I tanti nodi a destra dell’estate politica

POLITICA. Potrebbe essere una calda estate, questa, per il governo Meloni. E non solo perché le temperature da pronto soccorso inducono tutti alla preoccupazione.

Salgono anche le tensioni dentro la maggioranza, perché i problemi giudiziari incombono, perché il Pnrr rischia di non ingranare con conseguenze catastrofiche, perché alla fine maggioranza e governo potrebbero mostrare agli italiani un’immagine assai poco rassicurante di inadeguatezza politica e programmatica. Le tensioni nella maggioranza. Non è un mistero che Matteo Salvini si stia agitando ogni giorno di più. Lui già guarda alle elezioni europee della vicina primavera 2024 come ad una possibilità di rivincita dopo l’amaro (e avaro) 8 per cento di voti cui le politiche scorse lo hanno inchiodato. E allora ecco che il capo leghista è tornato su uno dei suoi cavalli di battaglia, la «pace fiscale», cioè un nuovo provvedimento di saldo e stralcio delle cartelle esattoriali per contribuenti onesti sì ma inadempienti per cause di forza maggiore.

La cosa non rientra nei programma di Meloni per mille ragioni – di bilancio e di rapporti con l’Ue – ma questo a Salvini interessa poco, anzi: riacquistare un protagonismo politico a spese di Meloni non è cosa che certo gli dispiaccia. Tutti hanno notato quel post sui social in cui lo si vedeva a bordo di un economicissimo volo Ryanair proprio nelle giornate in cui la Meloni doveva difendersi dall’accusa di usare un po’ troppo i voli di Stato (accusa peraltro insensata, trattandosi di un presidente del Consiglio in un periodo geopolitico così difficile che implica la «diplomazia diretta» dei leader). Insomma, qualche puntura di spillo, qualche dispetto. E qualche presa di distanza che certo a Palazzo Chigi non piace: come quella nei confronti di Daniela Santanchè su cui il Senato voterà il 26 luglio (mozione di sfiducia individuale presentata dal M5S).

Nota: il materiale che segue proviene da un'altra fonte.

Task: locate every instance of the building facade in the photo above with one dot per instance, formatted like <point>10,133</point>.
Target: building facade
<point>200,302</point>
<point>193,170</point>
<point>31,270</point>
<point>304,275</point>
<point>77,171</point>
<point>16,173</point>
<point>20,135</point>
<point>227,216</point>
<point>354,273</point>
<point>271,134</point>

A questo proposito, c’è da notare che i casi giudiziari che stanno tormentando la maggioranza in realtà colpiscono al momento solo esponenti di Fratelli d’Italia, due dei quali, perdipiù, sono coloro che in Lombardia hanno minato il potere leghista con una affermazione elettorale del tutto inedita nella culla del bossismo. Quell’avvertimento di Daniela Santanchè («Adesso Fontana si accorgerà di noi») rivolta al presidente della Regione ancora brucia a via Sellerio, e La Russa era accanto alla ministra del Turismo in questa dimostrazione di soddisfazione a scapito dell’alleato. Ora non è difficile capire perché i leghisti non si sbraccino in queste giornate a difenderli.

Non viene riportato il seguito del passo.